Sometimes, when I'm alone in my car and the windows are down, sun high, I put both hands on the wheel and grip it tightly. I blink a few times and if conditions are just right, I'm Steve McQueen. I used to think I was alone in these little flights of fancy, but I'm turning 40 this month and have come across enough adults now to realize that we're all children on the inside. We just have more problems with our knees. 

When I'm in that comfortable space, that Steve McQueen space, I rifle through my list of friends and family and try to imagine who they become in their quiet moments. For some, the image fades in and out. For others, it's more clear. And for few, it's locked in stone and iron, a picture in my mind indelible, fixed, immutable through time. 

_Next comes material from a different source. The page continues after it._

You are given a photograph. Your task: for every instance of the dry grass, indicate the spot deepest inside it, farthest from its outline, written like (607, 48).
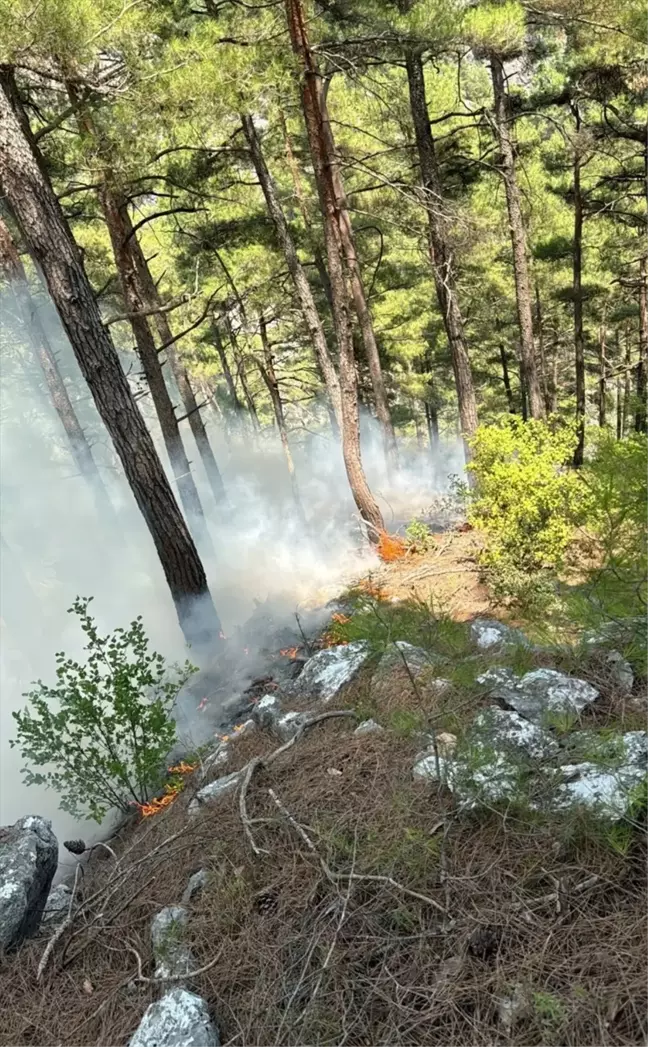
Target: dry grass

That is my sense of time when I'm with my dear cousin Maia. I've written of her home before — it's impossibly, impassibly, inaccessibly high on a Los Angeles hillside in this dreamy space where walls are made of velour and wicker and around each corner you're as likely to find something of which music may be created as you are a cabana boy fanning you with grape leaves answering only to Bernardo.

Maia positively oozes classical Diva-ness — she has since she was 6 — and batted nary a fantastic eyelash when I asked her to light up and get comfortable for our shoot. She is a flibbertigibbet, a word used here in as proud a sense as I can muster of Maia. When she moves in and out of character, she is plumbing the depths of spirit for a great joy — a joy that is channeled through her own magical whimsy in the service of others, her audience … me, I guess. There are social performers in the world, turning on their charm to make people laugh. They're fun at parties, but duds over coffee. No spark.

But Maia, witnessing her moving into and out of performance is watching a life come into being. It's Frankenstein's monster's first great steps. It's a churning swell bursting into a deep belching wave. It's the terrific transference of enthusiasm from one to another. 

Plus, she does Star Wars in 30 minutes. She's that kind of cool ... original trilogy cool … amiright?

The diva thing made it clear that Maia needed the 1940's treatment. It suits her, as a spirit out of time. When I look at this photograph, I see secrets behind great beauty. I see a woman who can all-too-naturally communicate the tragedy that comes from compromise and sacrifice. And I see a woman unafraid to play in the service of our joy.

I miss the Maia I hung out with when I was a kid. That chick was very cool. But this woman I photographed on her patio in LA? This chick is positively epic. I look forward to a lot more life in her orbit.

Besides … she'll be a wicked funny old lady.